We upgraded co-ordinator and overlord first but the overlord was working very slow in the upgraded version. The http apis for fetching running and completed tasks were running very slow and after sometime they seem to get stuck completely.

Initial thread dump (attached) revealed that blocked threads were waiting on mysql-connections ( since we were using mysql for metadata storage) and all 8 threads in the mysql connection pool were busy. They are all in RUNNABLE state but seems to be stuck ( we have taken the thread dump many times and all the time threads were stuck on either of the 2 stack trace attached ).

It seems like overlord is reading the task payload from db and trying to create its instance with reflection in turn triggering javascript function compile as well. We are not sure if the issue is with classloader or rhino lib ( used to compile javascript functions ). We are using java 1.8.0_131, we have tried upgraded the java version to 1.8.0_191 but it didn’t help. We tried running overlord on a different linux system as well but the behaviour is still the same. we are not sure if this is druid related issue or some java/os issue and we couldn’t find much on internet so far.

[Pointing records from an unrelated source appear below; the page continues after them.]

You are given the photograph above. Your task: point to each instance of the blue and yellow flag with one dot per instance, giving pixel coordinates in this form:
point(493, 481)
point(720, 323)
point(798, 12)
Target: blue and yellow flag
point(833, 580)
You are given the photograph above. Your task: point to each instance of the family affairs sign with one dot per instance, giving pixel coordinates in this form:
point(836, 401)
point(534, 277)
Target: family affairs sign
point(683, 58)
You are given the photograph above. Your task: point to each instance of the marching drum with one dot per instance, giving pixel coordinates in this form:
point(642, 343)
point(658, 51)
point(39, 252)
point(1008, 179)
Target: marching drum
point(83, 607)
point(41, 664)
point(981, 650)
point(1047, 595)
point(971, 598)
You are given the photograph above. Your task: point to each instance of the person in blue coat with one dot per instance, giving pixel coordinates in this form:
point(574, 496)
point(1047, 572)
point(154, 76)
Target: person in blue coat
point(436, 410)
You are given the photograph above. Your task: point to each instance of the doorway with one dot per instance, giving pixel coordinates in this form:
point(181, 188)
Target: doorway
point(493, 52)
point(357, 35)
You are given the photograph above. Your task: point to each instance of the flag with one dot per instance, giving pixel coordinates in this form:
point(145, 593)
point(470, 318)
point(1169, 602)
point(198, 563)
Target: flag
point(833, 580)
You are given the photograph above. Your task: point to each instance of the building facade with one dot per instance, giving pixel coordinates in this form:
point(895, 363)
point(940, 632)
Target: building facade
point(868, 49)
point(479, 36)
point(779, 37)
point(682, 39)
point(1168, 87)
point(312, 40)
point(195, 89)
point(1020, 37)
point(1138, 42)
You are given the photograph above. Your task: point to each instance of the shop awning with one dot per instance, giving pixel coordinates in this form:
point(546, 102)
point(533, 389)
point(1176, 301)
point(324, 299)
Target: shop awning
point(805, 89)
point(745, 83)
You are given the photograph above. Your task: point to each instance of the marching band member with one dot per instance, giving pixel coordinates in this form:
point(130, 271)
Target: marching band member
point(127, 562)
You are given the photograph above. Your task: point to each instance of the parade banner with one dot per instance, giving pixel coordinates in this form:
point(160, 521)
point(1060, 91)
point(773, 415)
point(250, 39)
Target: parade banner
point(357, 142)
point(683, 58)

Can someone help us figure out the issue?

Java version (1.8.0_131 and 1.8.0_191)

Os : Linux #host 4.12.0-1-amd64 #1 SMP Debian 4.12.6-1 (2017-08-12) x86_64 GNU/Linux

I am attaching the thread dump logs where it got stuck.

Also attaching the overlord config and common config

common config (1.26 KB)

overlord config (1.74 KB)

overlord_thread_dump_1 (12.4 KB)

overlord_thread_dump_2 (13.1 KB)

Hi Sonesh,
Sounds like you tried to isolate out java and OS issue. When you mentioned running on a different linux system, was that the same machine? If this is in testing, would rollback be feasible to 0.10 and see if the behavior is same? Maybe that will help pin down if the issue is specific to the upgrade target version.

Regards,

Robert

Hi Robert,

Q : When you mentioned running on a different linux system, was that the same machine?

It was a different machine but with same OS (just much newer hardware, i didn’t think it would make any difference, just a desperate try).

Q : If this is in testing, would rollback be feasible to 0.10 and see if the behavior is same?

we have reverted it back to 0.10.0 and it works fine in 0.10.0. We read the overlord code for this and it seems if you have tls disabled ( which we have ), these http api return running/waiting tasks from internal work queue instead of from db. This behavior changed in 0.11 where irrespective of tls property, Task object is being created from db. ( however we hae not checked if the same problem appears in 0.10 with tls enabled)

We are not sure how much time javascript compilation is suppossed to take and even if it is time consuming, why threads are stuck in a native method.

Also note that while upgrading we have not following the recommended upgrade order in druid docs, we had to upgrade coordinator first and then overlord ( it was due to the change around service discovery ).

Update: v0.12.0 seems to have deferred javascript compilation until necessary, this might solve the issue for overlord because most probably it will never need to use/run those js functions. But since 0.12 can not be reverted to lower than 0.11 version, we need this upgrade.